Parking Authority addresses ramp limitations, stating a need for technology upgrades
Critics contend the management company that runs downtown Bismarck's six parking ramps turns drivers away, even when there are empty spaces.
So they contend what should be the main solution to parking problems for those who work downtown is actually part of the problem.
The numbers showed more than 100 spaces each hour going unused, but the problems are deeper than just the amount of passes property manager Rocky Gordon is selling.
Bismarck City Commissioner Shawn Oban requested a count of empty spaces in all downtown parking garages be presented at Thursday's Parking Authority Meeting.
Business owners and their employees are finding it hard to find parking in these garages located in downtown.
"It’s became a huge burden for a while trying to figure out where my car would go," said Ashton Hauff, cofounder of The Good Kids.
Hauff was forced to find parking elsewhere, after being denied a pass in October.
"Thankfully I reached out to the Downtowners and some other groups to find the spot I’m currently in next to J.L. Beers. But I have three other office mates who don't have a parking solution," said Hauff.
Some who serve on the Downtown Association say businesses have opted out of moving due to lack of parking.
"I don’t know firsthand if businesses are not coming downtown, but I do know some of them are having a hard time finding parking spots. So, we do not want that to be any sort of folks are going to have to encounter moving downtown," said Oban.
But Hauff says the inadequate parking has an effect on productivity in the work place.
"It’s a challenge because you get into the work and into you're creative zone, we're creative, so that's really important to us, and every hour and half we set a timer on our phone and we have to go out and move it. And if you're here a normal, eight, 10 hour day, you have to move your car five times a day," said Hauff.
The 6th and Thayer parking ramp is one of the most requested in downtown Bismarck, and has the longest waiting list. There are 500 available spaces, but close to 600 are sold, leaving people questioning where to park when they’re either going to The Bell or accessing downtown Bismarck. Now, the Bismarck Parking Authority is working on making changes to make ramps like this more accessible.
"Making sure we have a pay station so people have access to events that are happening downtown and better tracking technology that tracks who is using the ramps and how often, allowing us to better use that ramp and allow people to get in there," said Oban.
The last time the Parking Authority made any technology updates was at least four years ago, when they added a pay station to the 3rd and Main garage.
"I would like to continue working with that company so that we can have a seamless integration into all of our ramps. I think it’s best for people if they know how one thing works in one ramp, it should work the same way in every other ramp that we have downtown," said Ondine Baird, board member for the Parking Authority.

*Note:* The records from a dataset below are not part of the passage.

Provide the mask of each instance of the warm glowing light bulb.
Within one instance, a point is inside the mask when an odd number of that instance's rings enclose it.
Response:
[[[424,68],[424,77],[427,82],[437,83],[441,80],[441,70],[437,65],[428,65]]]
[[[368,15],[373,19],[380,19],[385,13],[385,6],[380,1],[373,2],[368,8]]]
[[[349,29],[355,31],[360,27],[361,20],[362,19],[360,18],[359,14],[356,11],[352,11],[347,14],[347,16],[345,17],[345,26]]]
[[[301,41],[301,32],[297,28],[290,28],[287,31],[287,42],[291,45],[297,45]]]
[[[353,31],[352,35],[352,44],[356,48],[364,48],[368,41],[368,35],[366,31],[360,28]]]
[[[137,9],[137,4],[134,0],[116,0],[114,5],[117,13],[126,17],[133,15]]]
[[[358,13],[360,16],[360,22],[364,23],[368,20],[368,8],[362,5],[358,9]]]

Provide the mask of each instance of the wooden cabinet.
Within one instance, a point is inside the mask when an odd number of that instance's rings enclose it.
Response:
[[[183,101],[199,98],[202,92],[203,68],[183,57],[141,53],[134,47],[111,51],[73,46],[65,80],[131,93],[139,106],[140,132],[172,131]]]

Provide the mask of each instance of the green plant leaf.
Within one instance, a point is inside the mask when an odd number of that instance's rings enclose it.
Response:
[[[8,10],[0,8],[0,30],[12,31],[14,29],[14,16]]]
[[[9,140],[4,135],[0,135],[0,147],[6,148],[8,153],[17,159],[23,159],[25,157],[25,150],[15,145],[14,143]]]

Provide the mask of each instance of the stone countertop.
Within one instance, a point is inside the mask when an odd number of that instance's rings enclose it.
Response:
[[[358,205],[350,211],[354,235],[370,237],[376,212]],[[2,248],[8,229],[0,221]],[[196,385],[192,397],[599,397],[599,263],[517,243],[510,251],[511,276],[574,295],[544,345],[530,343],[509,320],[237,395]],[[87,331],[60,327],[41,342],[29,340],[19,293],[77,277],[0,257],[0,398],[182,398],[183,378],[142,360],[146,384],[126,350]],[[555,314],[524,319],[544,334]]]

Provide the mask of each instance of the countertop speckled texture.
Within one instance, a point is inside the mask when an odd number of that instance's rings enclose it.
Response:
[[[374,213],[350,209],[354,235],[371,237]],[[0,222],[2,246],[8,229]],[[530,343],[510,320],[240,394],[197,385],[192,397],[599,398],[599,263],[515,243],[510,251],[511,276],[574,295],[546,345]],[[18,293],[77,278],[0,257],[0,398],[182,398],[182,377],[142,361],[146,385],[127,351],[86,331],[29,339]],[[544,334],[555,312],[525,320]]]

But the need for maintenance in the 50-year old ramps has kept them from the necessary upgrades.
"We obviously prioritize safety and maintenance over any kind of technology upgrade, but it has gotten to the point now where we're now taking the time to do the parking counts and see how out of wack the perception verse reality is," said Baird.
The Parking Authority is currently working on creating a survey to gather thoughts and ideas from residents and business owners.
"Any feedback from the public about how they could and would more likely use the ramp would be appreciated," said Baird.
In hopes of making changes through the first of the year.
Rocky Gordon declined comment on our story.
He also announced his retirement at the Parking Authority Meeting, saying that Jeremy Petron will replace him as the manager in the coming months.